A number of animal and human studies have found that COVID-19 can cause bone loss during the acute illness and post-recovery period of the disease.
A January study from the Indiana University School of Medicine found that the SARS-CoV-2 virus can cause “quick and significant bone loss – even when infections appear to be mild”.
Researchers in the Department of Orthopaedic Surgery discovered that mouse models infected with the coronavirus lost about 25 per cent of their bone mass within two weeks of becoming infected.
They also found mouse models suffered a 63 per cent increase in osteoclasts, the cells that cause bone to break down and be reabsorbed.
These changes “were observed even in mice with mild and asymptomatic infections”.
Hamsters mimic human experience
Last month, researchers from the University of Hong Kong published their investigation into the effects of SARS-CoV-2 infection on bone metabolism in Siberian hamsters.
They describe their hamster model as one that “closely mimics COVID-19 in humans”.
Four days after the hamsters were infected with COVID-19, their bone tissues were collected and analysed using three-dimensional micro-computerised CT scans.
The study found that SARS-CoV-2 infection caused severe bone loss, in particular to the trabecular bone in the long bones and lumbar vertebrae.
Trabecular bone is the softer, spongy and more flexible bone tissue that serves as a shock absorber at the end of long bones.
Because it takes much of the punishment from walking or running or load bearing, the cells of trabecular bone have a higher rate of turnover, where they are broken down and absorbed into the body.
It’s this sort of bone that is vulnerable to osteoporosis.
In this instance, the researchers said the inflammatory response that characterises COVID-19 serves to trigger the activation of osteoclasts –the cells responsible for the break down of bone tissue.

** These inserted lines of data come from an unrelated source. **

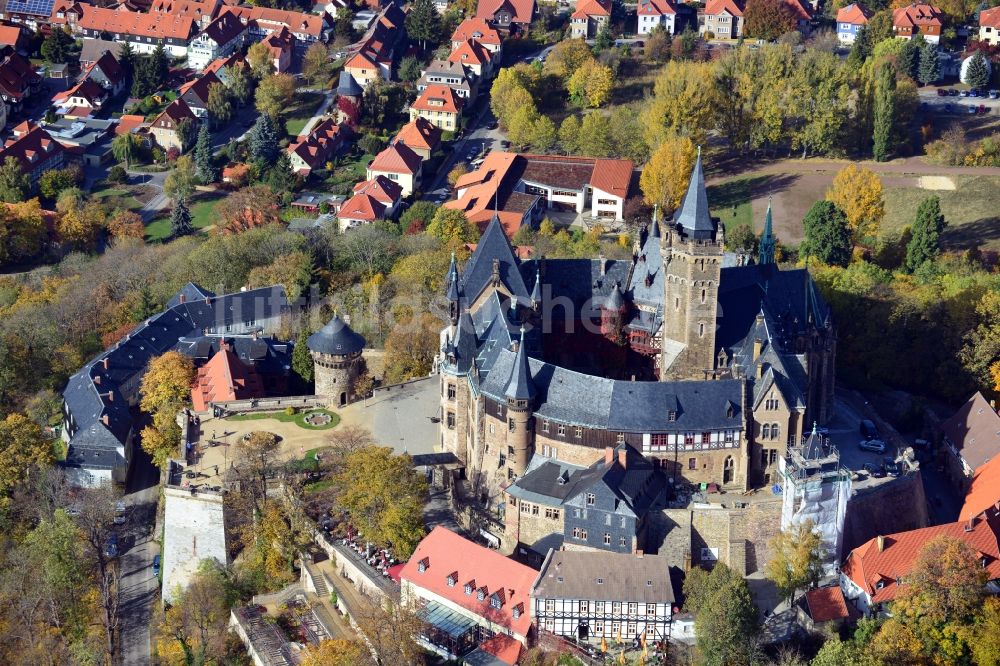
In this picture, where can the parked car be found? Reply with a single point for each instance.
(873, 445)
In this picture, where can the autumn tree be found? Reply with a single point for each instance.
(384, 496)
(665, 177)
(858, 192)
(451, 227)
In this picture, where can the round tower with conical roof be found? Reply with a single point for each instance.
(336, 353)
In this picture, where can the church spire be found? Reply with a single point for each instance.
(767, 241)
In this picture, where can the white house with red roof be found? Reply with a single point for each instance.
(918, 18)
(653, 13)
(989, 26)
(589, 17)
(399, 164)
(470, 598)
(874, 573)
(850, 20)
(375, 199)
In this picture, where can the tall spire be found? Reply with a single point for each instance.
(694, 215)
(767, 242)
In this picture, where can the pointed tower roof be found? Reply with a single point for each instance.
(520, 385)
(336, 338)
(767, 241)
(693, 215)
(454, 291)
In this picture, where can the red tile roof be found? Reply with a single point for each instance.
(397, 158)
(475, 28)
(420, 133)
(975, 431)
(854, 14)
(826, 603)
(876, 570)
(438, 98)
(445, 554)
(716, 7)
(655, 8)
(984, 492)
(225, 378)
(522, 10)
(990, 18)
(916, 16)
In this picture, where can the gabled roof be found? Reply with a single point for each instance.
(716, 7)
(396, 158)
(478, 29)
(655, 8)
(442, 553)
(419, 133)
(974, 430)
(854, 13)
(522, 10)
(876, 569)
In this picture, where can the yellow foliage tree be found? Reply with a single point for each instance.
(858, 192)
(167, 382)
(665, 178)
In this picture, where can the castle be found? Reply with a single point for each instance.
(706, 363)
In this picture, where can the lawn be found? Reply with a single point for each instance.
(970, 209)
(298, 418)
(301, 110)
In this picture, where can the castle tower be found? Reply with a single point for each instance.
(520, 394)
(336, 353)
(692, 256)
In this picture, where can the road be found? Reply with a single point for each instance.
(139, 589)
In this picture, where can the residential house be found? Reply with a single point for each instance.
(589, 17)
(989, 26)
(479, 30)
(468, 595)
(312, 151)
(850, 20)
(596, 597)
(874, 573)
(18, 79)
(507, 15)
(421, 136)
(722, 18)
(972, 438)
(918, 18)
(399, 164)
(452, 74)
(220, 38)
(164, 127)
(144, 32)
(476, 58)
(440, 105)
(653, 13)
(35, 150)
(375, 199)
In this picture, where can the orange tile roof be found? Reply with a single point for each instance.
(474, 28)
(869, 567)
(826, 603)
(420, 133)
(984, 492)
(396, 158)
(225, 378)
(438, 97)
(716, 7)
(854, 14)
(444, 553)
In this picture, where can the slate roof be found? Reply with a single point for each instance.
(336, 338)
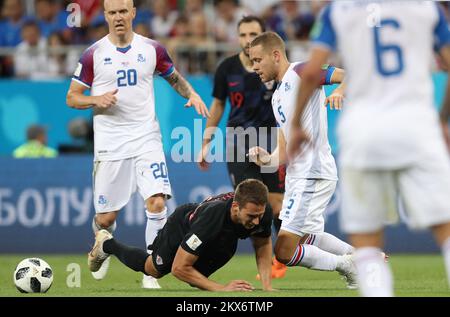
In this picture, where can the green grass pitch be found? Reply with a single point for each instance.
(415, 275)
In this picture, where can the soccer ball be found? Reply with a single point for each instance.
(33, 275)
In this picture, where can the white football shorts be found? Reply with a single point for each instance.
(115, 181)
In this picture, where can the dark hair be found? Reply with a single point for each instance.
(252, 18)
(251, 191)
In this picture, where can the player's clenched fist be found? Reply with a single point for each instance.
(259, 156)
(335, 100)
(106, 100)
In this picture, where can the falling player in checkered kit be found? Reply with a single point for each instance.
(119, 72)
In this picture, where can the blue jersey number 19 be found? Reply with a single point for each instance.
(381, 50)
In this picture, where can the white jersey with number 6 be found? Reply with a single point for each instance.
(389, 120)
(129, 128)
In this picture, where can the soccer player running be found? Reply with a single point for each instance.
(199, 239)
(250, 108)
(118, 70)
(310, 178)
(392, 143)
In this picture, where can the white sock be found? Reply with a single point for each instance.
(96, 227)
(155, 222)
(313, 258)
(446, 254)
(374, 274)
(329, 243)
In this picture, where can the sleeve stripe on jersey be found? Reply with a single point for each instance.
(169, 72)
(80, 82)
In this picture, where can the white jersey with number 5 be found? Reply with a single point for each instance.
(316, 162)
(389, 120)
(129, 128)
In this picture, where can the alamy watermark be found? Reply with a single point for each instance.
(231, 147)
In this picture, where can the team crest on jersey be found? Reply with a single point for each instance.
(287, 87)
(102, 200)
(194, 242)
(141, 58)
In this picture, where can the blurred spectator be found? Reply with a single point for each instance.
(163, 20)
(143, 13)
(14, 19)
(36, 145)
(30, 60)
(228, 14)
(259, 7)
(289, 22)
(56, 63)
(50, 18)
(190, 45)
(192, 7)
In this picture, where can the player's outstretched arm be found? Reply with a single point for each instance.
(310, 80)
(76, 99)
(181, 85)
(183, 269)
(263, 252)
(445, 110)
(216, 112)
(336, 98)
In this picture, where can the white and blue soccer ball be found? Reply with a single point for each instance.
(33, 275)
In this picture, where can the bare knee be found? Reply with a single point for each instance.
(106, 220)
(276, 202)
(156, 204)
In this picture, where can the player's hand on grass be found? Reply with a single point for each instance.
(198, 104)
(203, 165)
(259, 156)
(238, 285)
(335, 100)
(106, 100)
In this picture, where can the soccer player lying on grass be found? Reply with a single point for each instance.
(198, 239)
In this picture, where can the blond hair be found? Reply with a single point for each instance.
(269, 41)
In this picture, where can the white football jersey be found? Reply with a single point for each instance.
(129, 128)
(389, 120)
(316, 161)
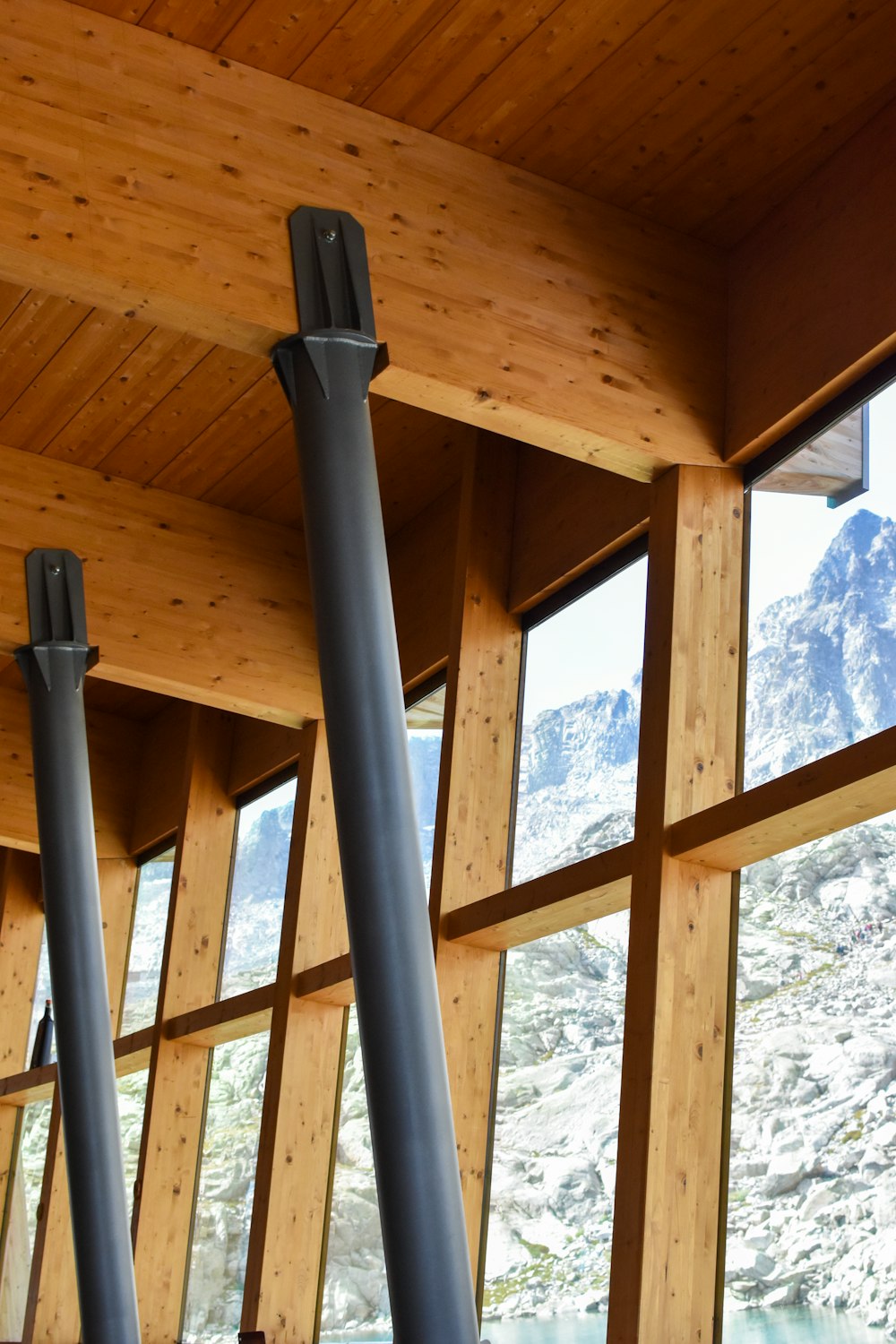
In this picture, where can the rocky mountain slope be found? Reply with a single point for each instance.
(813, 1185)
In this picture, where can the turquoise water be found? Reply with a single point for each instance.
(786, 1325)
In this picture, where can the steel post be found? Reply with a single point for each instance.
(54, 666)
(325, 373)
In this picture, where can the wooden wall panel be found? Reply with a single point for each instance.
(665, 1223)
(115, 747)
(301, 1088)
(177, 1070)
(813, 293)
(568, 516)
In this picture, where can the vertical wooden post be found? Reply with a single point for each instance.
(298, 1116)
(177, 1072)
(476, 785)
(53, 1314)
(665, 1234)
(21, 935)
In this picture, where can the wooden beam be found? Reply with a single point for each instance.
(812, 293)
(172, 1129)
(228, 1019)
(852, 785)
(328, 983)
(183, 597)
(568, 516)
(667, 1204)
(473, 812)
(300, 1113)
(115, 746)
(260, 752)
(21, 935)
(161, 771)
(421, 558)
(148, 177)
(563, 900)
(132, 1054)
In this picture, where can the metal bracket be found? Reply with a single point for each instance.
(333, 296)
(56, 616)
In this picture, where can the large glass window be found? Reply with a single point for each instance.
(581, 722)
(152, 898)
(812, 1201)
(21, 1217)
(42, 995)
(556, 1128)
(132, 1101)
(355, 1290)
(821, 667)
(258, 886)
(225, 1196)
(557, 1101)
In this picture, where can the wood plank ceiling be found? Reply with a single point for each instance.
(702, 115)
(699, 113)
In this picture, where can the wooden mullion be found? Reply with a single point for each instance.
(172, 1129)
(53, 1314)
(474, 797)
(556, 900)
(665, 1226)
(300, 1110)
(839, 790)
(21, 935)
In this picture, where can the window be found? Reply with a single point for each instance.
(355, 1289)
(257, 890)
(581, 722)
(823, 632)
(152, 898)
(21, 1215)
(813, 1180)
(214, 1295)
(557, 1101)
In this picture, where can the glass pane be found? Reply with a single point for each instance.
(258, 886)
(556, 1129)
(581, 722)
(42, 991)
(132, 1101)
(812, 1206)
(823, 634)
(425, 722)
(355, 1290)
(147, 943)
(226, 1187)
(22, 1217)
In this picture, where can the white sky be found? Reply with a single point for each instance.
(790, 534)
(598, 642)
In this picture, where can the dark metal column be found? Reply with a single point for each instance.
(325, 373)
(54, 666)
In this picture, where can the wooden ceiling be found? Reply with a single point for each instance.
(168, 410)
(699, 113)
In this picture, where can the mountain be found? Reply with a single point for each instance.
(813, 1164)
(823, 663)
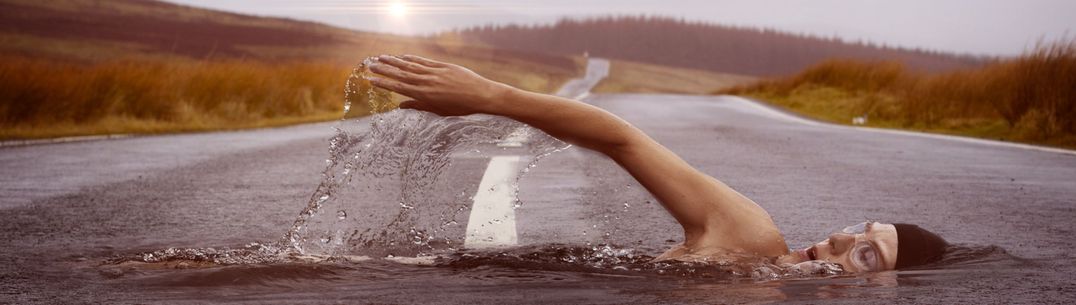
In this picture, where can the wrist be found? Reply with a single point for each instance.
(498, 98)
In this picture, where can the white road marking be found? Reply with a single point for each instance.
(492, 221)
(780, 115)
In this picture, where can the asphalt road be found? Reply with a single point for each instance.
(67, 207)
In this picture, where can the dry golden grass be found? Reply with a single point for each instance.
(41, 98)
(47, 98)
(155, 67)
(1029, 99)
(628, 77)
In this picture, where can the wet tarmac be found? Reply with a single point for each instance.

Decrease in bone mineral density in patients
In April, researchers from the Atatürk Sanatorium Training and Research Hospital, Ankara, published a study that looked at the effects of COVID-19 symptoms – and steroid treatment – on bone mineral density (BMD) in hospitalised patients.
Chest computed tomography (CT) scans were obtained for the clinical management at diagnosis.
Essentially, the doctors were assessing the patients for lung damage, but they also measured BMD.
BMD is a measure of minerals, mainly calcium and phosphorous, contained in a volume of bone.
BMD measurements are used to diagnose osteoporosis and to predict how likely bones are to break.
Surviving patients were scanned again in follow-up visits.
BMD was found to have decreased by an average of 8.6 per cent from diagnosis to follow-up.
The follow-up visits occurred at an average of 81 days after hospital discharge.
The researchers report that “BMD decrease was significantly greater than expected for age-related annual BMD loss”.
They determined the severity of COVID-19 pneumonia and total steroid dose in treatment predicted BMD loss after hospitalisation.
They conclude that “the bone health status of patients surviving COVID-19 hospitalisation should be monitored closely at follow-up visits, to facilitate the prevention and early treatment of osteoporosis complications”.